Search Continues for a Treatment that Reduces Long COVID Symptoms
The first randomized, placebo-controlled clinical trial evaluating the impact of therapeutic monoclonal antibodies on the risk of developing long COVID was led by researchers at Weill Cornell Medicine. The study, published Sept. 1 in eClinicalMedicine, details an international, multicenter phase 2/3 clinical trial that found a combination of amubarvimab and romlusevimab did not reduce the occurrence of long COVID symptoms.
Lasting weeks or even months after SARS-CoV-2 infection, long COVID is characterized by a variety of symptoms that affect each person differently. These include extreme fatigue, difficulty concentrating, muscle weakness, joint pain and memory problems. According to a National Academies report, approximately 15 to 20 million Americans and more than 60 million globally had long COVID at some point.

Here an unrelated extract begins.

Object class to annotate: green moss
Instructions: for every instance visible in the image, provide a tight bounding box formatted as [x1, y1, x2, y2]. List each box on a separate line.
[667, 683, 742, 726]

The study, led by Dr. Teresa Evering, assistant professor of medicine in the division of infectious diseases at Weill Cornell Medicine and an infectious disease physician at NewYork-Presbyterian/Weill Cornell Medical Center, evaluated how antibody treatment, given during acute infection, impacted after-recovery outcomes at nine months.
Dr. Theresa Evering
The research team analyzed data collected as part of ACTIV-2, a clinical trial designed to evaluate the safety and efficacy of investigational therapeutics for treating nonhospitalized adults with mild-to-moderate COVID-19. Conducted in 2021, this trial included more than 800 people at high-risk of severe COVID-19 in the United States and five other countries. The study population was mostly unvaccinated against COVID-19 and enrolled before omicron variants of the SARS-CoV-2 virus emerged.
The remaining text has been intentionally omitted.